Смех слетает с губ, а коварная истерика ходит где-то рядом. Выжидает. Ждет удачный момент.

– Мне так жаль.

– Забей, ты тут точно ни при чем.

Дашка обнимает меня, крепко прижимая к себе. Он нее пахнет Живанши, «Ангел и демон». Терпкие и очень тяжелые духи. Но от ее объятий становится легче. Я знаю, что она меня жалеет. Но мне этого не нужно. Резко отталкиваю ее от себя и без слов бегу в свою комнату. Последующие шесть дней безвылазно сижу за закрытой дверью, прося Любу приносить еду мне в комнату. Отец зол, и ему плевать на то, что я не присутствую на его дурацких завтраках. Все меняется, и я жду этих перемен. Чувствую их.

На седьмой день своего заточения понимаю, что собрала целую коллекцию пропущенных звонков от Богдана. Сжимаю телефон в руках, но боюсь ему звонить. В доме слышатся голоса, и я знаю, что Назаров опять приперся к моему отцу. Они говорят о делах и его сыночке. Меня начинает тошнить. Закрываю рот ладонью, проклиная их всех.

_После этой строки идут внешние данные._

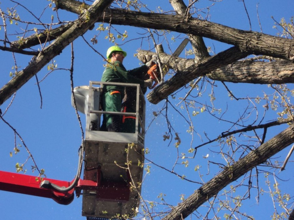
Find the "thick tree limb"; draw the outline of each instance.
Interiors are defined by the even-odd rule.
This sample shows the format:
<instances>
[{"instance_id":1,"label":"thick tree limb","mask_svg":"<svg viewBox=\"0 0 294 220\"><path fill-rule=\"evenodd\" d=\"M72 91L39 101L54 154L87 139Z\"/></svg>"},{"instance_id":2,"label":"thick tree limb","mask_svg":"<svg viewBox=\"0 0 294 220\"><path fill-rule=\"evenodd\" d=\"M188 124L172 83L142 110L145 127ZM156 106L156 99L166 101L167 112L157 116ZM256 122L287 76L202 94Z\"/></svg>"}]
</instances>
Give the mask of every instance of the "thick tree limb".
<instances>
[{"instance_id":1,"label":"thick tree limb","mask_svg":"<svg viewBox=\"0 0 294 220\"><path fill-rule=\"evenodd\" d=\"M248 54L233 47L216 55L207 58L195 65L178 72L175 76L158 86L147 95L152 103L156 104L192 80L216 69L245 57Z\"/></svg>"},{"instance_id":2,"label":"thick tree limb","mask_svg":"<svg viewBox=\"0 0 294 220\"><path fill-rule=\"evenodd\" d=\"M230 183L294 143L292 125L226 168L172 209L163 220L185 219Z\"/></svg>"},{"instance_id":3,"label":"thick tree limb","mask_svg":"<svg viewBox=\"0 0 294 220\"><path fill-rule=\"evenodd\" d=\"M222 56L222 54L220 54L218 55ZM142 60L144 56L152 57L155 55L155 54L151 51L140 50L138 53L137 57L139 60ZM235 55L232 54L230 55L233 57ZM230 61L223 61L207 64L207 63L210 62L210 58L197 64L195 63L193 59L179 57L170 59L170 55L166 54L160 54L159 55L161 60L163 63L169 60L169 65L178 73L173 77L172 80L170 79L166 81L148 94L148 99L155 104L191 81L204 75L213 80L231 82L256 84L281 84L294 82L294 64L287 60L264 62L247 60L233 62L231 63ZM230 57L229 54L228 55L228 57L231 59ZM222 58L225 59L225 57L223 56ZM205 69L203 68L199 69L200 67L205 63L206 63L206 66L209 65L210 68ZM227 65L225 64L225 63L229 65ZM226 65L220 67L224 64ZM214 65L216 65L215 69L213 69L212 66ZM189 70L191 70L191 72L189 72ZM210 70L211 71L208 72ZM196 72L197 73L196 73ZM166 95L166 96L164 97Z\"/></svg>"},{"instance_id":4,"label":"thick tree limb","mask_svg":"<svg viewBox=\"0 0 294 220\"><path fill-rule=\"evenodd\" d=\"M155 55L151 51L141 50L137 54L137 57L142 61L144 56L152 57ZM160 56L161 60L164 63L167 62L170 57L165 53L160 54ZM169 60L170 67L176 72L184 71L188 68L197 67L193 59L178 57ZM284 60L266 62L248 59L237 61L217 69L206 75L213 80L230 82L255 84L291 83L294 82L294 64ZM177 77L177 75L173 77Z\"/></svg>"},{"instance_id":5,"label":"thick tree limb","mask_svg":"<svg viewBox=\"0 0 294 220\"><path fill-rule=\"evenodd\" d=\"M61 2L59 0L59 2ZM109 23L111 20L113 24L164 29L199 36L235 45L240 51L250 54L294 60L294 40L242 31L180 15L120 9L110 9L96 21Z\"/></svg>"},{"instance_id":6,"label":"thick tree limb","mask_svg":"<svg viewBox=\"0 0 294 220\"><path fill-rule=\"evenodd\" d=\"M0 105L39 71L51 59L60 53L66 47L85 33L96 22L98 18L113 0L96 0L86 13L75 21L71 27L54 42L39 53L25 68L18 72L0 89ZM89 16L89 19L87 18Z\"/></svg>"},{"instance_id":7,"label":"thick tree limb","mask_svg":"<svg viewBox=\"0 0 294 220\"><path fill-rule=\"evenodd\" d=\"M169 1L178 14L183 17L191 16L190 13L188 15L186 15L187 7L183 0L169 0ZM189 34L188 35L195 54L195 61L198 62L203 58L209 57L209 55L207 51L207 48L205 46L203 38L191 34Z\"/></svg>"}]
</instances>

В голове крутятся мысли, и я никак не могу ухватиться за истинную. Ту, которая даст мне вздохнуть и жить дальше. А потом все происходит само собой. Широко распахиваю шкаф, натыкаясь на чемодан. Я собрала его год назад. Год назад, перед тем как узнала, что Шелеста забирают в армию.

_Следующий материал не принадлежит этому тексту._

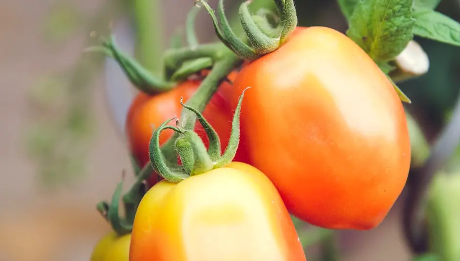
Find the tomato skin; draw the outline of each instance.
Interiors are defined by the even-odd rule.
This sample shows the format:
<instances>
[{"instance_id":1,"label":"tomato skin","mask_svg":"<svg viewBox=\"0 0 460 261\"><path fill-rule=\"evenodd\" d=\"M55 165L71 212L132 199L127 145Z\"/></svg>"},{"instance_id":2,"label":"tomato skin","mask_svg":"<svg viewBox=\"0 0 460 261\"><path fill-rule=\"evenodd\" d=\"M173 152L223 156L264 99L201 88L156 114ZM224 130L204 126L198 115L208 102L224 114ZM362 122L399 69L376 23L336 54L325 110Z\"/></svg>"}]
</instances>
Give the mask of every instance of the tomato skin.
<instances>
[{"instance_id":1,"label":"tomato skin","mask_svg":"<svg viewBox=\"0 0 460 261\"><path fill-rule=\"evenodd\" d=\"M327 228L379 224L410 167L404 109L375 63L349 38L300 28L279 49L243 68L242 145L288 210Z\"/></svg>"},{"instance_id":2,"label":"tomato skin","mask_svg":"<svg viewBox=\"0 0 460 261\"><path fill-rule=\"evenodd\" d=\"M289 213L263 173L233 162L143 198L130 261L305 261Z\"/></svg>"},{"instance_id":3,"label":"tomato skin","mask_svg":"<svg viewBox=\"0 0 460 261\"><path fill-rule=\"evenodd\" d=\"M230 73L228 78L234 79L236 72ZM149 143L154 129L164 121L177 116L179 117L182 110L180 102L183 97L185 102L194 94L201 83L198 80L190 80L178 85L173 90L156 95L151 96L140 93L133 101L128 113L126 133L128 140L129 149L133 153L141 166L149 162ZM231 129L231 120L234 108L231 102L227 97L230 93L232 85L228 82L223 82L219 89L207 104L203 115L214 128L221 139L222 152L228 143ZM175 125L173 121L169 125ZM208 144L206 132L199 122L195 125L195 132L203 139L205 145ZM165 130L160 135L160 145L163 144L173 134L172 130ZM247 162L244 148L238 148L236 161ZM151 185L157 182L156 175L151 179Z\"/></svg>"},{"instance_id":4,"label":"tomato skin","mask_svg":"<svg viewBox=\"0 0 460 261\"><path fill-rule=\"evenodd\" d=\"M131 234L118 236L114 232L108 233L96 244L91 261L128 261L131 239Z\"/></svg>"}]
</instances>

Голоса утихли. Уехали. У меня есть пара часов. Вызвала такси и спустилась вниз. Вышла в домашнем платье. Плевать.

Дашка поймала меня у двери, явно боясь последствий.

– Герда, подумай хорошо, ты понимаешь, чем это может для тебя закончиться?

– Понимаю.

– Тогда зачем?

– Не могу так больше. Сил нет.

Из кухни выбежала Любава.

– Деточка, ты… ах, – приложила ладони к щекам, – ты чего задумала? Отец с ума сойдет.

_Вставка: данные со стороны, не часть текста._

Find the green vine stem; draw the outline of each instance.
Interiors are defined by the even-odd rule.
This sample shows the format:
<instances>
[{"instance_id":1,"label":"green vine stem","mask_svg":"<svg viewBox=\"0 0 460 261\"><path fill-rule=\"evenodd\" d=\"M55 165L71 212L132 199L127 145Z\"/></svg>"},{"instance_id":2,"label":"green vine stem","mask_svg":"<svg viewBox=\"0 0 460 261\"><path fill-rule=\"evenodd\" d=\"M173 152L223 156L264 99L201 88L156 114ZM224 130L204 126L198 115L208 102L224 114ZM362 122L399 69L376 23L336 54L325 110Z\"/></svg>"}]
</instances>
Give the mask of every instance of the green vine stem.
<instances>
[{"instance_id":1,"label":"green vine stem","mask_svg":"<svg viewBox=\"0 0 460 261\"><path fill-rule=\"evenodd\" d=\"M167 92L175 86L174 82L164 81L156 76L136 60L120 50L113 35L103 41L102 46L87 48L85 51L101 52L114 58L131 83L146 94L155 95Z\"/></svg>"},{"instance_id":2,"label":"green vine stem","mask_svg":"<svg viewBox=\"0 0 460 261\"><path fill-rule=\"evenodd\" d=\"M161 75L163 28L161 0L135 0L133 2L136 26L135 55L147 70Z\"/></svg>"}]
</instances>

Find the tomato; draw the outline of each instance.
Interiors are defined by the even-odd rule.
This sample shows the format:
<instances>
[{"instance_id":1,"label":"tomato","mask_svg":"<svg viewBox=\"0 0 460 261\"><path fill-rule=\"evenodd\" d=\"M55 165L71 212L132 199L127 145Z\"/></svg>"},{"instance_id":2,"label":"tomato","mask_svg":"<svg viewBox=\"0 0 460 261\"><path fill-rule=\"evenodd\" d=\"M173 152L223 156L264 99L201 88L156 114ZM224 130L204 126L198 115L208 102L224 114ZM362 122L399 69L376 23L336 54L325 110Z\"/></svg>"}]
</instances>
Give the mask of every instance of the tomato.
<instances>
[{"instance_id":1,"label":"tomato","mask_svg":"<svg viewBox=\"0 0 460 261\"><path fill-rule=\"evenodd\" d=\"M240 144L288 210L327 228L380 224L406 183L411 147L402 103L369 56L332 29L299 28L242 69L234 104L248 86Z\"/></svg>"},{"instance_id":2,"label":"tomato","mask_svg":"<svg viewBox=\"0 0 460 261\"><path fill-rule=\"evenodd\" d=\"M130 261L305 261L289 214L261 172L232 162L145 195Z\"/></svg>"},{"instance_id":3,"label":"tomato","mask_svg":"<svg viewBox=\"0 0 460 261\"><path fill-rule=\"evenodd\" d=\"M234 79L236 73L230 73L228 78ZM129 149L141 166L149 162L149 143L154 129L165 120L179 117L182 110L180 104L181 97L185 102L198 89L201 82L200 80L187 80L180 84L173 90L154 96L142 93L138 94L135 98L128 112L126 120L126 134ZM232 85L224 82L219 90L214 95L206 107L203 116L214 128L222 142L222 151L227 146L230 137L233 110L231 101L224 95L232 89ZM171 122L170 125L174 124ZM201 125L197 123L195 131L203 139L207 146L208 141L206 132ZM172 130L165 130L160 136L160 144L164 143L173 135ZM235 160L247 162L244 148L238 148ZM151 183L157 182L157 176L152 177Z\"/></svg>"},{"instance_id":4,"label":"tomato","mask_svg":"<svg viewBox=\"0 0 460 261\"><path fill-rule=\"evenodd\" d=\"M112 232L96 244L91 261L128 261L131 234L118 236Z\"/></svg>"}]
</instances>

– Хватит кудахтать, – отрезаю как на духу, – меня ждет машина. Я позвоню.

Выхожу за дверь и на трясущихся ногах дохожу до такси. Водитель болтает все дорогу до дома Баженовой. Я его не слушаю, только изредка улыбаюсь. Улыбаюсь и думаю, что ему скажу? Я игнорировала его неделю, вдруг… не вдруг. Все будет хорошо, настраиваюсь, а когда Марина открывает дверь, теряюсь.